AS along with other conditions having predominant axial involvement and key symptoms of both inflammatory back pain and stiffness (such as psoriatic arthritis and non-radiographic axial spondyloarthritis) are usually grouped together as Axial Spondylo-Arthritis (ASpA) [1].
AS is a chronic inflammatory disease primarily affecting the sacroiliac joints and axial skeleton, and involving significant reduction in spinal mobility. The monitoring of disease activity in AS is critical for assessing the response to treatment. Many tools and validated scores are available for this purpose, including the Bath AS Disease Activity Index (BASDAI) [2], the Bath AS functional index (BASFI) [3], the Bath AS Metrology Index (BASMI) [4], and the AS Disease Activity Score (ASDAS) [5].
The ASDAS was first published by the Assessment in Ankylosing Spondylitis (ASAS) group in 2008 [5]. ASDAS includes both patient-reported components (back pain, duration of morning stiffness, peripheral joint pain and/or swelling, and general well-being) and an objective serologic marker of inflammation (ESR or CRP) [6].
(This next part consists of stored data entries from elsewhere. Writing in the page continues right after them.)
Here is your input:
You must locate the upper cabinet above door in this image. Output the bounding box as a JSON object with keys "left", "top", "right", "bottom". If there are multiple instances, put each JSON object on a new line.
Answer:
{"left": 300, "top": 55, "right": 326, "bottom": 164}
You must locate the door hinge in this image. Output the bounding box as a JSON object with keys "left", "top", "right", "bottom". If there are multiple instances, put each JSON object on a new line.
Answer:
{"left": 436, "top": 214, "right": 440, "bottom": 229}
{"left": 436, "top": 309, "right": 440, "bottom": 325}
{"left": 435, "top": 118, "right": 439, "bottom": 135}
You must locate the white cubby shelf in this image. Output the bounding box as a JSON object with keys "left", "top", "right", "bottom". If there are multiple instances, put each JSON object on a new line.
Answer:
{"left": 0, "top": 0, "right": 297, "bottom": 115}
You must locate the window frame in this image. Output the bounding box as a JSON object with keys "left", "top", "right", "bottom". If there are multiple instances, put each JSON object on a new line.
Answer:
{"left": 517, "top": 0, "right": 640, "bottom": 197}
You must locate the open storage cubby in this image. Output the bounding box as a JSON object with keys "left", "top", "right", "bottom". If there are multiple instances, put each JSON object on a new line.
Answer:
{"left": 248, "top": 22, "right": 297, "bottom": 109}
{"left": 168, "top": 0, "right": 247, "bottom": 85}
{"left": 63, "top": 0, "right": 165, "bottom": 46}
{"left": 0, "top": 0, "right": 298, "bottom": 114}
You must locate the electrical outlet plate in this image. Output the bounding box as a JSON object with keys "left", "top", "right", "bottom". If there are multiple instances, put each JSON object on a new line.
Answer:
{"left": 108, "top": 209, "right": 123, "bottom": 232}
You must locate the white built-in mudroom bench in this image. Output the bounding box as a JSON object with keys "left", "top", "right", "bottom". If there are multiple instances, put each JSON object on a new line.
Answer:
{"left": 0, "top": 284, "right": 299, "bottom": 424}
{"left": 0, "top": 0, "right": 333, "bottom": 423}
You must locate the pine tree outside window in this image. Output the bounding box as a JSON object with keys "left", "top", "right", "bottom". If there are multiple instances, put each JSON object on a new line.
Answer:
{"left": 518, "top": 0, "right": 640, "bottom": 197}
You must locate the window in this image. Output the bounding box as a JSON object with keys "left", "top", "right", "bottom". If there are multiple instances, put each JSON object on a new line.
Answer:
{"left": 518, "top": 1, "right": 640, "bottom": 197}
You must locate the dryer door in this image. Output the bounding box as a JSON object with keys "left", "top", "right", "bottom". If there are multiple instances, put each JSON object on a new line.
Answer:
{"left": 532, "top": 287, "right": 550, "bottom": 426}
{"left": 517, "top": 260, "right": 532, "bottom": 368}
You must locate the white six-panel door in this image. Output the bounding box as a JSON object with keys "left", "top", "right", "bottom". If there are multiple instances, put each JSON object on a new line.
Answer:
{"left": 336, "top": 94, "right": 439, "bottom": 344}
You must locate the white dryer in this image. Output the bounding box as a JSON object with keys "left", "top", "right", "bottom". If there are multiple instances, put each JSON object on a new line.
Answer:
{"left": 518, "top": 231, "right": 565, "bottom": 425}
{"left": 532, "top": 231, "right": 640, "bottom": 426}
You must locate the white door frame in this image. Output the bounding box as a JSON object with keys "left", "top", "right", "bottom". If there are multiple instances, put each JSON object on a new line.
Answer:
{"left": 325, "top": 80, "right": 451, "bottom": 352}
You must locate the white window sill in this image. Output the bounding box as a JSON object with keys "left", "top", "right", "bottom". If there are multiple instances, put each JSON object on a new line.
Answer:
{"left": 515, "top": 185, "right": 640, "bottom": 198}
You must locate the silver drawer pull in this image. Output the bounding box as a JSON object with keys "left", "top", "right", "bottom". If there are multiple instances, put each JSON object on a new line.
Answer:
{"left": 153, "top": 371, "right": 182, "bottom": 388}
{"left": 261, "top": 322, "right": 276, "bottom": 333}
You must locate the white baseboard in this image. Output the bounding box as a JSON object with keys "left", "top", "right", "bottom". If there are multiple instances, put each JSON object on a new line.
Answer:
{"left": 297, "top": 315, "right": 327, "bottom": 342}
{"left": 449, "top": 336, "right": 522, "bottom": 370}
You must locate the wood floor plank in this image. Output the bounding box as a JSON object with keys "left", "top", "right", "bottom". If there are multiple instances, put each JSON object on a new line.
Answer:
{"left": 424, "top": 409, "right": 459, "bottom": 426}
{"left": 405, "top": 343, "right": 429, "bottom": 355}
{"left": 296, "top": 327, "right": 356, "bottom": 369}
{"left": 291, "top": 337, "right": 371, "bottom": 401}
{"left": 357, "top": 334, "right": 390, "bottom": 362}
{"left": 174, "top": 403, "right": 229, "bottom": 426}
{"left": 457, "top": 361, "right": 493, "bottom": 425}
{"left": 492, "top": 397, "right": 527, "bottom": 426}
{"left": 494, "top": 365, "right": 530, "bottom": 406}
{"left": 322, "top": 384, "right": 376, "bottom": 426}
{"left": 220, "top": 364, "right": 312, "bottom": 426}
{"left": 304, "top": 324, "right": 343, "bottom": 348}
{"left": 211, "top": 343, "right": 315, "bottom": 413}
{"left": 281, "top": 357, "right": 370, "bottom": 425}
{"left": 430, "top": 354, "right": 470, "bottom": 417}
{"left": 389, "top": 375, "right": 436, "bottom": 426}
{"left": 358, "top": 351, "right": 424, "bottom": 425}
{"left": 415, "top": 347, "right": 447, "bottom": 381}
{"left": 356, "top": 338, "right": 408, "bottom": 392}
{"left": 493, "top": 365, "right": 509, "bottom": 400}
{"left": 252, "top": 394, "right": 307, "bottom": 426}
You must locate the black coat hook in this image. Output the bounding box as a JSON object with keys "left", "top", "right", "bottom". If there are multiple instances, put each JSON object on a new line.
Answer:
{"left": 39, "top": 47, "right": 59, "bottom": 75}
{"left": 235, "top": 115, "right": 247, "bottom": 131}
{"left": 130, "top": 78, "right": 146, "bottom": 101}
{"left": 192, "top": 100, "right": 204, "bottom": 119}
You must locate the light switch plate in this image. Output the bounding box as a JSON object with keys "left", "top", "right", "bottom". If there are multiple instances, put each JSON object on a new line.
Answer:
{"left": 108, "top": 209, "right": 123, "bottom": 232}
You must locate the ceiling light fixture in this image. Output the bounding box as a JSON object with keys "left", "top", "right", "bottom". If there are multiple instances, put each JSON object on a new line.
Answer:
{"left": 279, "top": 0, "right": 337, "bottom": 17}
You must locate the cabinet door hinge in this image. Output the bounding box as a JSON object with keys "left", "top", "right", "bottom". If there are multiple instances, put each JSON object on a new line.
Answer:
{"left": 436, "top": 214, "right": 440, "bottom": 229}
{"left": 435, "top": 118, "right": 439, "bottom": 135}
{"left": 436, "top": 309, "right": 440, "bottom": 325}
We decided to develop a simplified version of the ASDAS which may be useful and a cost-effective tool for monitoring disease activity in Asian Indian patients with AS.
Materials and Methods
This study included Asian Indian patients diagnosed with AS according to the modified New York [11] and/or Assessment in Ankylosing Spondylitis 2011 criteria [12]. Consenting consecutive ambulatory patients of either gender aged >18 years attending the Rheumatology outpatient department of Sir Ganga Ram Institute, New Delhi, India, between January 2012 and December 2014 were recruited in the study. The study protocol was approved by the Institutional Ethical Committee, which worked according to the ethical standards described in the Helsinki Declaration of 1975 (revised in 2000).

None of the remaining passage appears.